Even after Mr. Smooth Talker himself got run over by Ms. Smoother Talker (who continues to run him over, despite his being told by several of us that she wasn't what she appeared to be), I continued to just kid myself that it was stress (a favorite excuse of his) and that it would all smooth over. After he began believing lies about the friends I made (and I have proof that they're lies) and he began booting them one by one, I told myself this was just temporary.

Slowly, I began to realize that I was being squeezed out. It was obvious to everyone but me until the bitter end. He didn't have the guts to tell me - he just let Ms. Smooth Talker run roughshod all over everything I did. When I called him on it (and the treatment of some others), he told me he was unaware, but did nothing about it. That, in my opinion, is unacceptable, and was the final straw.

I realized that in my zeal, I tossed out one of my good points - my fierce loyalty to my friends. I remained silent while the gruesome twosome steamrolled over the friends that I made. I also realized these were good friends - as opposed to Dumb and Dumber - who were there when I had to go for surgery, when Nelson was diagnosed with Cancer, and any host of problems that came along. I'd get an occasional note from one of the other two, but a lot of it was "I don't know what to say for stuff like that - I'm not good with these situations". Again, I don't need someone holding my hand every step of the way, but when life hits you with something blind, it's nice to have people to lean on, or at least someone who listens. They don't have to have the answers. And I'm always more than happy to return that favor.

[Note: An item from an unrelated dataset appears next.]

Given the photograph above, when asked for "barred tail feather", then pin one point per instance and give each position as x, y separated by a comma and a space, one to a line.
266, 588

Taking out the trash was one of the hardest things I have ever done. Part of me still clung to the hope that this was a temporary setback, but I was just fooling myself. I wrote the letter. I asked a friend to read it for me. I sent it when I knew the recipient would not be at home.

Immediately after that, I deleted this person from my e-mail address book, and blocked their e-mail, and any e-mail coming from their url's. I removed them from all of my friend lists from any number of websites. I deleted all information from my computer that pertained to anything having to do with them. When the computer asked me if I'd like to take them to the trash can, I chuckled as I sent it there. I have absolutely no regrets for any of it - even the time I wasted chasing someone else's ill-conceived pipe dream. The small handful of friends I've made more than makes up for any bad stuff. It just feels good to get it out when something sucks me back in, like what's going on currently.

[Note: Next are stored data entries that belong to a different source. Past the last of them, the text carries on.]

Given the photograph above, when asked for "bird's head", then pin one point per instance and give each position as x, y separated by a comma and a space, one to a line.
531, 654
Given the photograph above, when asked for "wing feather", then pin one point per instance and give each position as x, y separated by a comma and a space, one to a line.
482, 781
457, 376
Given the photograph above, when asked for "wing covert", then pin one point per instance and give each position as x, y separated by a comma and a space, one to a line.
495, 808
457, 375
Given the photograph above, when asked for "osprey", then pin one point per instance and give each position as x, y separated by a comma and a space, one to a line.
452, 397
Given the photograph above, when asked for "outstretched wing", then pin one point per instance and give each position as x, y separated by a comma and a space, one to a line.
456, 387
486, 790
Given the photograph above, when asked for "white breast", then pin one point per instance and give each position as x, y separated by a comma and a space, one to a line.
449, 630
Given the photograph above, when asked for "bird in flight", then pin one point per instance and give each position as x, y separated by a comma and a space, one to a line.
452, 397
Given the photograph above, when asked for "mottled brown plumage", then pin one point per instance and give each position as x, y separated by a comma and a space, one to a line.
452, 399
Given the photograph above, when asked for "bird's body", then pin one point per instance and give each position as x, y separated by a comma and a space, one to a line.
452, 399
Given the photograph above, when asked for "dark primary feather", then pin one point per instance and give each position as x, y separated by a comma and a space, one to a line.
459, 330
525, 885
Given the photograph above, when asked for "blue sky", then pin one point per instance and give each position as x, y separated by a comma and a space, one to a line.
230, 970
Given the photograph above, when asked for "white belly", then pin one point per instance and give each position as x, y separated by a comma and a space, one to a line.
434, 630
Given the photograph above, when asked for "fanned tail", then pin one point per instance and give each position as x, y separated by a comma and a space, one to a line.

This person's grandiose dreams just keep getting bigger, and more ridiculous. Not just content to continue to ruin their name and reputation, they continue to drag the name and rep of others down with them. These new people, unaware that the Smooth Talkers have zero track record or completions under their belts, believe the hype and proudly announce their affiliation with various projects, none of which will likely ever see the light of day.

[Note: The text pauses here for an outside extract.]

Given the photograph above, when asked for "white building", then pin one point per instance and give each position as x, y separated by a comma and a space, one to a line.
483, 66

It doesn't just upset me - it upsets the others that got sucked in before me, only to be spit out. Unfortunately, there's nothing we can do about it except for vent when it comes up. It would be poor of us to say to these people "You know, I wouldn't hang my hat on anything they tell you, and we speak from experience", because we'd be no better than any of them and their games.

This is one thing, unfortunately, they'll have to learn on their own. And maybe, just maybe, something may someday get done. But even if it did, I want no part of it. The so-called reward is just not worth it.